McKinsey Aralık 2021 raporu
2022 yılında hammadde fiyatlarında düşüş beklentisi olduğunu ancak, navlun fiyatlarında pandemi öncesine dönüş olmayacağına değinen Eskinazi, hammadde fiyatlarının yanı sıra navlun fiyatlarında da artışlar yaşandığını ve tedarik tarafında önemli sorunlara neden olduğunu açıkladı.
“Ancak ülkemiz bu durumdan avantajlı bir konum elde etti. Uzak coğrafyalardan yapılan ticaret olumsuz etkilenirken, tedarikte yaşanan sıkıntılar ve gecikmeler yakın coğrafyadan tedarike yönelimi artırdı. Özellikle ana pazarımız Avrupa Birliği’nin yakın coğrafyadan alımı tercih etmesi sayesinde 2021 yılında siparişlerimizde önemli artışlar yaşandı. McKinsey’nin Aralık 2021 raporunda; Avrupalı şirketler arasında, yakından tedarike olan ilginin, Türkiye'ye doğru güçlü bir kayma ile kendini göstermekte olduğu belirtiliyor. Türkiye’nin konjonktürü, ekonomik koşullar buna müsaade ederse, bu eğilim 2022’de de devam edecek.”
İhracat Türk ekonomisinin tek tutunduğu dal
Eskinazi, “Pandeminin seyri de ihracatımız açısından başka bir bilinmez olarak karşımızda duruyor. Türk ihracatçısının finansmana erişimindeki engeller ortadan kaldırılmalıdır. Merkez Bankası’nın Reeskont Kredilerindeki tıkanıklığı gidermesi gerekiyor. İhracat Türk ekonomisinin tek tutunduğu dal. 2021 yılındaki başarıyı 2022 yılının da sürdürmek, 2022 yılının da “Altın Yıl” olması için biz ihracatçılar üzerimize düşeni yapmaya hazırız. Bunun için döviz-faiz-enflasyon üçlüsünün bize köstek olmaması gerekiyor. Türk ekonomisinin önündeki en büyük problemin yüksek enflasyon olduğunu vurgulamamız gerekiyor. Enflasyonu düşüremediğimiz takdirde, döviz ve faizde de istikrar sağlayamayız.” dedi.

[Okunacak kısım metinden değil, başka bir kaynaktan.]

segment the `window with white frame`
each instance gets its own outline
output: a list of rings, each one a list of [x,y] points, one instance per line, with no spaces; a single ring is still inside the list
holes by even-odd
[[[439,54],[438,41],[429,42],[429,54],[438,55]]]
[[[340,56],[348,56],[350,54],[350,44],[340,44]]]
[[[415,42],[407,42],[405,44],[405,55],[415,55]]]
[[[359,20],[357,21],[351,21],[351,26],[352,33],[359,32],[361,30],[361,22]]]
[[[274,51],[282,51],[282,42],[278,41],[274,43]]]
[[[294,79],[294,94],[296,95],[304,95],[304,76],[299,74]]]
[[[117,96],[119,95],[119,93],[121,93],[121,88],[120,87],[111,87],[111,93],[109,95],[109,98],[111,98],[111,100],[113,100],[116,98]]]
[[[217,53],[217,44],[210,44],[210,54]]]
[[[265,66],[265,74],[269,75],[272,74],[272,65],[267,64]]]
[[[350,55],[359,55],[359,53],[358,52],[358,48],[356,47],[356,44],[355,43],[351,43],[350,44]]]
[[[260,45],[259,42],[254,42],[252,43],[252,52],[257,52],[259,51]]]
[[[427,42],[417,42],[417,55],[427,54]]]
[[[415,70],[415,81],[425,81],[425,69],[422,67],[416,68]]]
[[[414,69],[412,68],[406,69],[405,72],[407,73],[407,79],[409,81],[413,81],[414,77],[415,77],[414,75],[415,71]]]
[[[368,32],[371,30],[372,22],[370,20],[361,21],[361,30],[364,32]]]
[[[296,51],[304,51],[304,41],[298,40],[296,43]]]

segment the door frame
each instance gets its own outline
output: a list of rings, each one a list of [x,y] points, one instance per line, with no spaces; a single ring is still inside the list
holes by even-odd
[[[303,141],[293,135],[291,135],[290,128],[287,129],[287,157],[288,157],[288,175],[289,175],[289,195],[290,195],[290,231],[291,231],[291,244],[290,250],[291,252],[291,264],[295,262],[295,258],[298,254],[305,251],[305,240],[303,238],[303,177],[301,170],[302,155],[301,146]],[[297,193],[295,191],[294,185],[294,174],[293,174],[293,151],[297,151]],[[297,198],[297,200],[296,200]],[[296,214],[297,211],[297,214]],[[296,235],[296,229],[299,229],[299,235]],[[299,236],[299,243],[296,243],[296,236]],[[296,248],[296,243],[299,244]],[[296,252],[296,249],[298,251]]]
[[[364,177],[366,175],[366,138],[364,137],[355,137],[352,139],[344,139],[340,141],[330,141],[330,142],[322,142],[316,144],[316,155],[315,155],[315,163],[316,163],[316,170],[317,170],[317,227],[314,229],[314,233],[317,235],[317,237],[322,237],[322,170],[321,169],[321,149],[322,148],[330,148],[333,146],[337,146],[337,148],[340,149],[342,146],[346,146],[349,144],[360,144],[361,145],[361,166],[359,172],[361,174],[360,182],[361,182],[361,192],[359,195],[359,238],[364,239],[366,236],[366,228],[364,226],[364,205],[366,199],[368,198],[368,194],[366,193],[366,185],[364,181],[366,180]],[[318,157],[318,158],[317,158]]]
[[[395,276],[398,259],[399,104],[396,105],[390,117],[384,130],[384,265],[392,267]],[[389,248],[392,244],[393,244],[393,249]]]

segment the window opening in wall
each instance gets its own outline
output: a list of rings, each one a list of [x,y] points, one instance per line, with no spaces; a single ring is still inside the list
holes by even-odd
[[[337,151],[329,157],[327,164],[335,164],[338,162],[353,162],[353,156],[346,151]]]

Devlet destekleri güncellenmeli
Ege İhracatçı Birlikleri olarak, 2022 yılında odaklanacakları bir diğer gündemlerinin ise Ege İhracatçı Birlikleri bünyesinde Yenilenebilir Enerji Ekipmanları İhracatçıları Birliği kurulması olacağını anlatan Eskinazi sözlerine şöyle devam etti:
“İhracatçılarımıza Destekleme ve Fiyat İstikrar Fonundan sağlanan destek için 2021 yılında ayrılan 4, 126 milyar TL’den Kasım sonu itibariyle sadece yüzde 40’ı kullanıldı. 2020 yılının aynı dönemine göre Destekleme ve Fiyat İstikrar Fonu (DFİF) ’ten firmalarımıza aktarılan destek %37 oranında azaldı. Pandemi sebebiyle fiziksel fuarların yapılamaması, kısıtlamalar sebebiyle pazara giriş faaliyetlerinin yapılamaması bu desteğin kullanımının azalmasındaki ana faktör. Burada yapılması gereken, destekleri günümüz şartlarına uyarlayıp firmalarımızın bu desteklerden azami oranda faydalanmasını sağlamak.”